Segundo Dimitrios Tzalis, diretor da Taros: “ao fazer a ponte entre a investigação académica inicial e a indústria farmacêutica, conseguimos descobrir potenciais princípios ativos nas áreas das doenças neurodegenerativas, diabetes tipo 2, cancro e resistência aos antibióticos e torná-los mais acessíveis aos pacientes.”
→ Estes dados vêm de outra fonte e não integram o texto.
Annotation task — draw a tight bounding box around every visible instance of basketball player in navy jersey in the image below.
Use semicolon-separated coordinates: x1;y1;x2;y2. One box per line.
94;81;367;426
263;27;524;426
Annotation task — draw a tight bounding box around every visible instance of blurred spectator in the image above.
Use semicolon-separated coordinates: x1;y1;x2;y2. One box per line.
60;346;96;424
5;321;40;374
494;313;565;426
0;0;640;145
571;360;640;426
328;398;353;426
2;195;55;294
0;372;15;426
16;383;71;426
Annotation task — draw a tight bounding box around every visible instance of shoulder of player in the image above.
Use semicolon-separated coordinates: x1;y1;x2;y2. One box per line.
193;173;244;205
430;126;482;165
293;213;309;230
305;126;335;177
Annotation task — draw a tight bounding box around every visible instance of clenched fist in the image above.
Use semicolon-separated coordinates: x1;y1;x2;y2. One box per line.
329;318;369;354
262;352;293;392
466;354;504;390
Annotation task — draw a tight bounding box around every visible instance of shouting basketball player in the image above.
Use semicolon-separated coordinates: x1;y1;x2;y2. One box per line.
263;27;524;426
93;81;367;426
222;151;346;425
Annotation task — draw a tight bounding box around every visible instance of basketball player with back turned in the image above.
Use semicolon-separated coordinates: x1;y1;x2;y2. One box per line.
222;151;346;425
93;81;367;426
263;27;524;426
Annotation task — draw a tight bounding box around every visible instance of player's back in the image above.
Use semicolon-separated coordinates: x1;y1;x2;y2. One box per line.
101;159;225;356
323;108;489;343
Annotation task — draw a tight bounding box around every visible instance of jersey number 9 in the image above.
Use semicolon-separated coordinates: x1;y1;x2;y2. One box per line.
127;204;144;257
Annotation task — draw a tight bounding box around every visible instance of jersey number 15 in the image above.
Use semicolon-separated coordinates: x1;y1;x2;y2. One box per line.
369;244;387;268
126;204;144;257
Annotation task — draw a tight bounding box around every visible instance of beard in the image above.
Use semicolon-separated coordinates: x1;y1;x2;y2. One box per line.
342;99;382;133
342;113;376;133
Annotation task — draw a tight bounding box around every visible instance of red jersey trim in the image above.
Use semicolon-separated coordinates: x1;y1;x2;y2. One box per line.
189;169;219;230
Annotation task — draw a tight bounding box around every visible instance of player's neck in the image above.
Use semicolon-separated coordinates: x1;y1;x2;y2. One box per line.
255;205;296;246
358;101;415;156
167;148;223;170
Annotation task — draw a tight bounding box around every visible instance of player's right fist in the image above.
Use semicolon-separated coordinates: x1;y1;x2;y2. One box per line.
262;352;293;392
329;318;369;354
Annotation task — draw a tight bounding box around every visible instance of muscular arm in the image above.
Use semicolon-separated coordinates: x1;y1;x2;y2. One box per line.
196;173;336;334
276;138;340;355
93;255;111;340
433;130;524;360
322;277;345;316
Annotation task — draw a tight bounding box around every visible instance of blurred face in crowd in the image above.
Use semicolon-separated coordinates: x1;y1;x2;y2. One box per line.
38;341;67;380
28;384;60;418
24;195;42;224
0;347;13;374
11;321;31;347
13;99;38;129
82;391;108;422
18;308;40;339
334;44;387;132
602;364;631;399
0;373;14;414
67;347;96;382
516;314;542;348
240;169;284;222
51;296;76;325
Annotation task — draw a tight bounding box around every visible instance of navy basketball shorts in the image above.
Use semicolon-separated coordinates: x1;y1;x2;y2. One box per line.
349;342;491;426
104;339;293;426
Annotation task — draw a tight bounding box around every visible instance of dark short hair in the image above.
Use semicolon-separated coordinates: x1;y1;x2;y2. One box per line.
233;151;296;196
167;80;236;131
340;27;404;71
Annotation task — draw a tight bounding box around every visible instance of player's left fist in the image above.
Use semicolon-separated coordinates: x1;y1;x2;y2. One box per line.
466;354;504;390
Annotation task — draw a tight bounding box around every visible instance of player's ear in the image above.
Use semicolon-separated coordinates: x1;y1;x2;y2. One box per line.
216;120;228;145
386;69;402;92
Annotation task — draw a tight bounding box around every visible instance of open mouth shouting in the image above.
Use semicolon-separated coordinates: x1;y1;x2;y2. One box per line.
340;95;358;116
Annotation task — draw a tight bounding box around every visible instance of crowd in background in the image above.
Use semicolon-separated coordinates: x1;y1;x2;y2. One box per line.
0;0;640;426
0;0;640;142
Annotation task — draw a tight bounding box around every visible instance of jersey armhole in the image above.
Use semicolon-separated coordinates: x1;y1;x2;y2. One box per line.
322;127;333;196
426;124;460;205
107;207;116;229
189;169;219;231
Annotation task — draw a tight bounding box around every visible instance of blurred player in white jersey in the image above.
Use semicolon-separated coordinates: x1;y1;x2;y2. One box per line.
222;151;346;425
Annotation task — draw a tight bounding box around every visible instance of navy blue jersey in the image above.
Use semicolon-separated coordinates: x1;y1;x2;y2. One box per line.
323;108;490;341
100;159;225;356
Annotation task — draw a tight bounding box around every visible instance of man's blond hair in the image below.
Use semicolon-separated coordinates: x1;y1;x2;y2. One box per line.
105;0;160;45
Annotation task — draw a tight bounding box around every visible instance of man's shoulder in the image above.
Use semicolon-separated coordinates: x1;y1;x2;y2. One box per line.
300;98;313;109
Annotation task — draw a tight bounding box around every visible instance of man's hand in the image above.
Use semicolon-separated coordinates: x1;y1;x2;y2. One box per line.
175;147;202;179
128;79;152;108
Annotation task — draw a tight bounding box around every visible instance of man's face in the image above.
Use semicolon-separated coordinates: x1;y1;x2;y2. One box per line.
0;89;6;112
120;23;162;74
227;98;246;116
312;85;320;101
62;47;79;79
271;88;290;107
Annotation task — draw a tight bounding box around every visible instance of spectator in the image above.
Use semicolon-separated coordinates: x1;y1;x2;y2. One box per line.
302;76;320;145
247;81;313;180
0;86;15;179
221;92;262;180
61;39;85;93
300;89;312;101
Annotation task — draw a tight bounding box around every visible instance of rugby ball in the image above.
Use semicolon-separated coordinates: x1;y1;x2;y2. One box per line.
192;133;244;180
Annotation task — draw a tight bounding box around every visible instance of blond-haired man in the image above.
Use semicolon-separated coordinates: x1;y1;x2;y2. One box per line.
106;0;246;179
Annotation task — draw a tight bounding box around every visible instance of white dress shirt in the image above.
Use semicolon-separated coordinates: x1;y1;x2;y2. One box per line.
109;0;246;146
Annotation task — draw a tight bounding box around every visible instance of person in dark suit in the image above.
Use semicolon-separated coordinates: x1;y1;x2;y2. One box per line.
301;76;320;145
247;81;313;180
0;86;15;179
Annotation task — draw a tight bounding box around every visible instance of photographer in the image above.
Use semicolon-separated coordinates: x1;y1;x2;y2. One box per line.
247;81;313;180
São várias as PME diretamente envolvidas nesta plataforma. As ferramentas do projeto também estão acessíveis: “se estiver no campo académico, ou se for uma empresa de biotecnologia na área da descoberta de medicamentos é possível aceder à nossa base de dados e às nossas ferramentas gratuitamente”, adianta Dimitrios Tzalis.

Jan Skriwanek conclui e explica as vantagens de integrar projetos como este: “fazer parte de uma grande rede europeia e ter acesso ao nível de conhecimento da ciência, mas também aos parceiros farmacêuticos industriais. Claro que também é uma oportunidade de entrar em novos mercados europeus e internacionais. É importante que as PME conheçam as condições de acesso. É melhor entrar em contacto com os pontos de informação nacionais que existem em diferentes países. Estes pontos de contacto podem acompanhar a sua participação de forma eficaz e bem sucedida.”